Increasingly, those opportunities are growing thanks to the increased emphasis on development of high-speed internet services in places that did not have those services just a few years ago.

But she is very much aware of the digital divide that still exists, though perhaps not just how wide it is in Manitoba.
“Connectivity was an issue long before pandemic, but the pandemic ripped off the Band-Aid,” she said in an interview.
She said people in rural Canada tell her that connectivity is the No. 1 issue for their communities.
“We have a plan for that and the plan is working, she said. “We are going to have 98 per cent of Canada connected with affordable reliable high-speed internet by 2026.”
And in fact Ottawa’s stated plan is to have 100 per cent of the country hooked up by 2030.
It’s not too cynical to bet that many Northern Manitoba communities are probably not going to make it into that 98 per cent bundle.
It seems like there has been one mismanagement, over-promise and technical delay after another leaving many communities in Manitoba — especially Northern First Nations — very disappointed.
Despite the fact there are plenty of innovative, enterprising projects that have been built and/or are underway it seems Manitoba is perpetually on its heels.
Over the last few months the federal government has signed partnership agreements with Quebec, Ontario, Alberta, B.C. and Newfoundland and Labrador to share costs to support projects that will improve access to high-speed internet in rural, remote and Indigenous communities.
No such funding partnership has been agreed to with Manitoba.
In 2018 a consortium of First Nations and a private sector Internet service provider (ISP) won a $55-million award from the federal government’s Connect to Innovate program that was going to connect 72 remote communities.
But infighting and bureaucratic mismanagement scuttled that one.
As connectivity and the digital divide started to become an obvious issue, many small ISPs in Manitoba started tapping into thousands of kilometres of unused fibre-optics that Manitoba Hydro Telecom (MHT) had installed to connect its generating stations.
The so-called dark fibre is a key Internet trunk line that ISPs need to use for many of the remote communities they are working with.
But in September 2020 Manitoba Hydro halted any new business on MHT while it sought a qualified third-party entity to manage that network.
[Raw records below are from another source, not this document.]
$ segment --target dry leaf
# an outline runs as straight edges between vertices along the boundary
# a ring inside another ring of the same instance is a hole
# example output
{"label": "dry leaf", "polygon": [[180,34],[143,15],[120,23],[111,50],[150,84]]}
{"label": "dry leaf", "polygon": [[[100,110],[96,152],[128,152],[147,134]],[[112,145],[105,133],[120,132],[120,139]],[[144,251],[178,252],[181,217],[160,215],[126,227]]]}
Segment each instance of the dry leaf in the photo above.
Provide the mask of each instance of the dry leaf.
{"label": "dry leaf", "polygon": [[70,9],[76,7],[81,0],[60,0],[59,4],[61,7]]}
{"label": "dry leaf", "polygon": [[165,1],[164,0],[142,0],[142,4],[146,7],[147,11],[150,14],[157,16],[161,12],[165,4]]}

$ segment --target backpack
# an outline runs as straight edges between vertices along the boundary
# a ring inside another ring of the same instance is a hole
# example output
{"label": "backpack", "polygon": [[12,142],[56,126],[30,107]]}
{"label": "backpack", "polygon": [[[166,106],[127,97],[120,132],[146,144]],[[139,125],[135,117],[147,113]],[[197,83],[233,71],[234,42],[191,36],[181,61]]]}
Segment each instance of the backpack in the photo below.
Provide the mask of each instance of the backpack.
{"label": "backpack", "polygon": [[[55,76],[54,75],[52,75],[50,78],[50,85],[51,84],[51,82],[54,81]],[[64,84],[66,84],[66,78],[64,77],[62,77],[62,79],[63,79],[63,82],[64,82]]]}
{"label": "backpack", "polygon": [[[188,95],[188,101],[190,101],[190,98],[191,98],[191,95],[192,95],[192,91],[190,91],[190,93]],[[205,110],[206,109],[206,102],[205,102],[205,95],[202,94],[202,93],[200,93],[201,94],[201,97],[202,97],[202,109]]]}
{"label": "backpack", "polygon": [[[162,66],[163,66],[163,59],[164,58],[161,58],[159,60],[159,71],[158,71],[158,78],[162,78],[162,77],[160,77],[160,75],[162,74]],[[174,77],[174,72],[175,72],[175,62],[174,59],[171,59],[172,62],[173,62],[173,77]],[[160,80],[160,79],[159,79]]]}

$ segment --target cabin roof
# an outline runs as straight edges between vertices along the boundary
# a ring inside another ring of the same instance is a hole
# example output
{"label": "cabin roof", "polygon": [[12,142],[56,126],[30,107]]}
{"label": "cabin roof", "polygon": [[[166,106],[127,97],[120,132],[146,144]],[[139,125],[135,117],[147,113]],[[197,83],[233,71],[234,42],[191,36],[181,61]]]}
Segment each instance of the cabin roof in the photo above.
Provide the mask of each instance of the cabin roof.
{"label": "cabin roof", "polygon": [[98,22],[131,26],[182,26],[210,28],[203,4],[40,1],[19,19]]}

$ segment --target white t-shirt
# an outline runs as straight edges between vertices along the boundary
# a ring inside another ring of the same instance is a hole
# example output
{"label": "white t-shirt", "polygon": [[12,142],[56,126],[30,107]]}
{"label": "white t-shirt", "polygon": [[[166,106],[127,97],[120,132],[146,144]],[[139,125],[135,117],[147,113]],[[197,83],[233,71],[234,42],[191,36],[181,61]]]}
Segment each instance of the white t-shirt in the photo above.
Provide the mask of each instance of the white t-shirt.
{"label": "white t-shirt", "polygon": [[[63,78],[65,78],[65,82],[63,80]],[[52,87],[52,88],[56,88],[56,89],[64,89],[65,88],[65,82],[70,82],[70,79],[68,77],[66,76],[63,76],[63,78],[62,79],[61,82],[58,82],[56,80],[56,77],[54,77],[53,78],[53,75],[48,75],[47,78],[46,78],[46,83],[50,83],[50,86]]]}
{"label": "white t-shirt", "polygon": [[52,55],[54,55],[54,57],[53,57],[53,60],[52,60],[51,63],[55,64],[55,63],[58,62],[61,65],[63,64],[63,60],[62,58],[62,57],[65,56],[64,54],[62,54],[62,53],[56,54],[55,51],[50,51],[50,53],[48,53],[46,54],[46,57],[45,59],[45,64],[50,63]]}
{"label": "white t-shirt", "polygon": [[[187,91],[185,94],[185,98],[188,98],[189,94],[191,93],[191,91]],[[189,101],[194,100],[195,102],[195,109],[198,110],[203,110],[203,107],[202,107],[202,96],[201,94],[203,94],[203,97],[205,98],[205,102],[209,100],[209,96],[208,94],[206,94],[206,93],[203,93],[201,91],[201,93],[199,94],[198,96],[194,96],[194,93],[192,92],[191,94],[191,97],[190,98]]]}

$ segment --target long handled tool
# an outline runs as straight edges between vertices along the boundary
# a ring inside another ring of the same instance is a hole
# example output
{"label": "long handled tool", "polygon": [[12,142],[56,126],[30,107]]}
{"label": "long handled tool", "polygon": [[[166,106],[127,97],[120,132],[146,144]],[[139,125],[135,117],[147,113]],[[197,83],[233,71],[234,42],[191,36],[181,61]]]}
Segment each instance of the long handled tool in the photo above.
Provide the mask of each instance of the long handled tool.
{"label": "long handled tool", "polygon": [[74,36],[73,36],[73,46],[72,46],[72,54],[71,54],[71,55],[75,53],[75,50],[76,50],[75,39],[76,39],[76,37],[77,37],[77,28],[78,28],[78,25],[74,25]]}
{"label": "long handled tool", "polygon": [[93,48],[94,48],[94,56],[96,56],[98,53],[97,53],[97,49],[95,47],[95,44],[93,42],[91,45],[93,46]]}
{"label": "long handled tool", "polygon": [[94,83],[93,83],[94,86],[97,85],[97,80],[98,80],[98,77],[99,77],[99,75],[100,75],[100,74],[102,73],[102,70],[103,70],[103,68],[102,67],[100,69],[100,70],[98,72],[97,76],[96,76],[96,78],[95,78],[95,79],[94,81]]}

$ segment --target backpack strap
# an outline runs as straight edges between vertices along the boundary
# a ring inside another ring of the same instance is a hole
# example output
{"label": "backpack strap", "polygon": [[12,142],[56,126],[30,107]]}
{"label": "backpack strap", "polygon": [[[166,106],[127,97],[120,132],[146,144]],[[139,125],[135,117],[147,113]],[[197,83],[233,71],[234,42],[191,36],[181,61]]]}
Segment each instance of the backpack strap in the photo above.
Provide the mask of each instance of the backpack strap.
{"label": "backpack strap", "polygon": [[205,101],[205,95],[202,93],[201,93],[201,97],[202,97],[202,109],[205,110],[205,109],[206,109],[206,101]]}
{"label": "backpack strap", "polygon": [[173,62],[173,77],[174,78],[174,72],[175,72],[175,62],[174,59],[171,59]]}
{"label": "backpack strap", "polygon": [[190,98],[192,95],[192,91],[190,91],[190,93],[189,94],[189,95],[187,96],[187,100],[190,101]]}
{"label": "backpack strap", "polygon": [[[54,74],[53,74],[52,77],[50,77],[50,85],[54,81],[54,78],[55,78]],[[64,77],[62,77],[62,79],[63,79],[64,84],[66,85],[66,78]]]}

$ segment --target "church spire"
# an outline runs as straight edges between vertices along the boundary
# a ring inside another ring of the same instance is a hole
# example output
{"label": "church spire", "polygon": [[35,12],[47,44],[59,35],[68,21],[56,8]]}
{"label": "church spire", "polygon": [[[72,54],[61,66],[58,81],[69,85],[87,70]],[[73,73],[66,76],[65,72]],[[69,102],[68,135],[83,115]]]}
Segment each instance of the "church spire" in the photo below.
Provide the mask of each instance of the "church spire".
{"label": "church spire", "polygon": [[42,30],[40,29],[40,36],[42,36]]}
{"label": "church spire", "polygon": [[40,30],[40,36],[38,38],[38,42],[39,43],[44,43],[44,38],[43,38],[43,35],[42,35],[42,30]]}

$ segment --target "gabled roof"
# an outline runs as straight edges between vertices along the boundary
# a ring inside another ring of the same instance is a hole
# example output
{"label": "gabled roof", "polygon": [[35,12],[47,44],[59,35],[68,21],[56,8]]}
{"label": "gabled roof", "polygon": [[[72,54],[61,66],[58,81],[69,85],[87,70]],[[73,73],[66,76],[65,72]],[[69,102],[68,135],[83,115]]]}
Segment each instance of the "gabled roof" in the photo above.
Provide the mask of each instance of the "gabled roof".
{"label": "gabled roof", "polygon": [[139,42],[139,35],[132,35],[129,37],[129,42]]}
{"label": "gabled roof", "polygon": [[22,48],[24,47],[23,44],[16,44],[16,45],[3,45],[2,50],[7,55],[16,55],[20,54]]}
That’s not to say it broke the internet but it did exacerbate what was becoming a glaring problem in many rural and remote communities in the province.
In its official request for qualifications — that eventually led to Xplornet finally striking a deal with Hydro to manage MHT in December 2021 — the province noted there are 800 communities and transportation corridors that don’t have access to reliable high-speed connections and are either dependent on satellite for internet access and/or have internet speeds that are far slower than what is commonplace in urban centres.
A 2019 CRTC report noted that while 31 per cent of First Nations across the country have access to high-speed internet, only 1.8 per cent of First Nation communities in Manitoba do.
Manitoba ranked among the lowest in many demographic segments regarding access to broadband, but Saskatchewan, Newfoundland and Labrador and the territories all scored zero per cent regarding connectivity for First Nations.
Xplornet’s presence in the game has been welcomed by many of the smaller ISPs who are more inclined to do the hard work for the low volume challenging customer bases that the huge telcos just won’t do.
Xplornet has acquired a couple of those smaller players in Manitoba in the last year and many say they would much rather have a company like Xplornet helming the MHT network than Bell or Shaw, for example.
But progress remains slow. Xplornet could not immediately flip a switch and activate projects that have been in abeyance.
In the meantime, Hutchings said, “Trust me… we will make sure that no part of Manitoba is left unserved.”